Opening his speech, the Pope addressed directly the approximately 200 refugees present, greeted one by one upon his arrival: “I am here to see your faces and look into your eyes. Eyes full of fear and expectancy, eyes that have seen violence and poverty, eyes streaked by too many tears.” Before leaving, the Pope made a stop at some of the dwellings in the Kara Tepe refugee camp, walking amongst the white container houses that shelter more than two thousand people. The Pope’s visit to this far corner of Greece, home to a constant influx of migrants amidst the indifference of the rest of Europe, started with the faces of the migrants and ended in the same way, with Bergoglio acting on what he has been repeatedly asking of the international community.
“Please, let us stop this shipwreck of civilization!”,
the Pope’s appeal expressed in prayer: “On the banks of this sea, God became man. Instead, he is offended when we despise the men and women created in his image, leaving them at the mercy of the waves, in the wash of indifference, justified at times even in the name of supposedly Christian values.”
“History teaches us that narrow self-interest and nationalism lead to disastrous consequences”,
the Pope remarked: “A firm determination to respect the dignity of other individuals and peoples along with the deliberate practice of fraternal love are absolutely necessary for the achievement of peace.” “what is needed are not unilateral actions but wide-ranging policies”, is the course of action, to be primarily pursued by Europe:
“Let us stop ignoring reality, stop constantly shifting responsibility, stop passing off the issue of migration to others, as if it mattered to no one and was only a pointless burden to be shouldered by somebody else!.”

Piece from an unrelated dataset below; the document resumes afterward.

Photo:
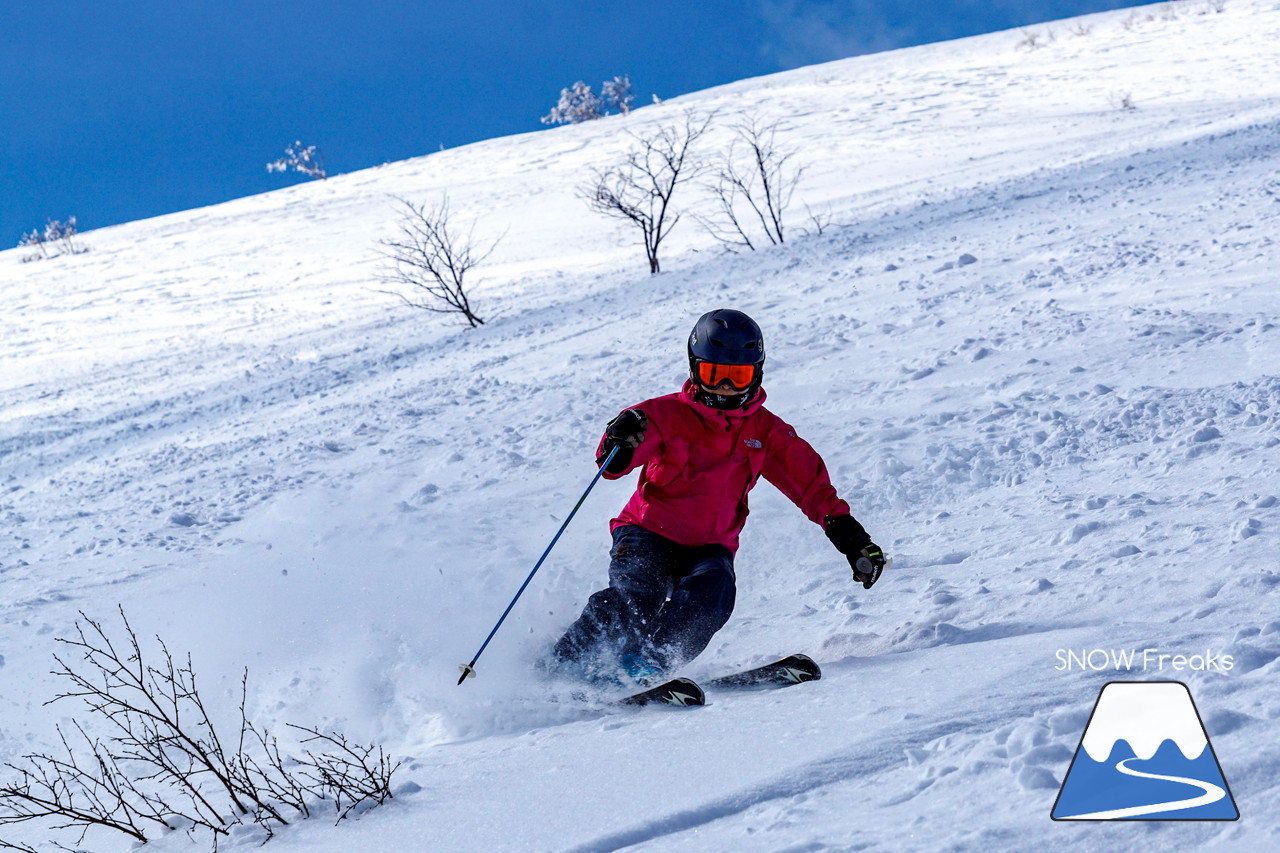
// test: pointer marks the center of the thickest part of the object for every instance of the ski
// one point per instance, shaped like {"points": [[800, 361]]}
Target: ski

“Your faces and your eyes beg us not to look the other way, not to deny our common humanity, but make your experiences our own and to be mindful of your dramatic plight.” In his exhortation to resolve the plight of migrants, the Pope cites Elie Wiesel, “a witness to the greatest tragedy of the last century”, with an appeal to
“overcome the paralysis of fear, the indifference that kills, the cynical disregard that nonchalantly condemns to death those on the fringes!”
After five years, “little has changed with regard to the issue of migration”, Francis pointed out. “this country, like others, continues to be hard-pressed, and that in Europe there are those who persist in treating the problem as a matter that does not concern them”, the Pope denounced: “How many conditions exist that are unworthy of human beings! How many hotspots where migrants and refugees live in borderline conditions, without glimpsing solutions on the horizon! Yet respect for individuals and for human rights, especially on this continent, which is constantly promoting them worldwide, should always be upheld, and the dignity of each person ought to come before all else!.”
“It is distressing to hear of proposals that common funds be used to build walls and barbed wire as a solution”, the Pope said. “In various societies, security and solidarity, local and universal concerns, tradition and openness are being ideologically contraposed. Yet problems are not resolved and coexistence improved by building walls higher,
but by joining forces to care for others according to the concrete possibilities of each and in respect for the law, always giving primacy to the inalienable value of the life of every human being.”
“It is easy to stir up public opinion by instilling fear of others”, Francis remarked: “Yet why do we fail to speak with equal vehemence about the exploitation of the poor, about seldom-mentioned but often well-financed wars, about economic agreements where the people have to pay, about covert deals to traffic in arms, favouring the proliferation of the arms trade?”. “The remote causes should be attacked, not the poor people who pay the consequences and are even used for political propaganda!”, the appeal: “more is needed than merely patching up emergency situations.” It is necessary to “overcome ghettoization and foster a slow and necessary integration.” In the Holy Mass at the Megaron Concert Hall in Athens, attended by the small Catholic community accounting for about 1% of the population, the Pope called on the faithful to “think more deeply of the paradox of the desert”, urging to “to ‘think beyond’, to go beyond our usual ways of thinking”: ” It is for this hope that the deserts of today’s world are thirsting.”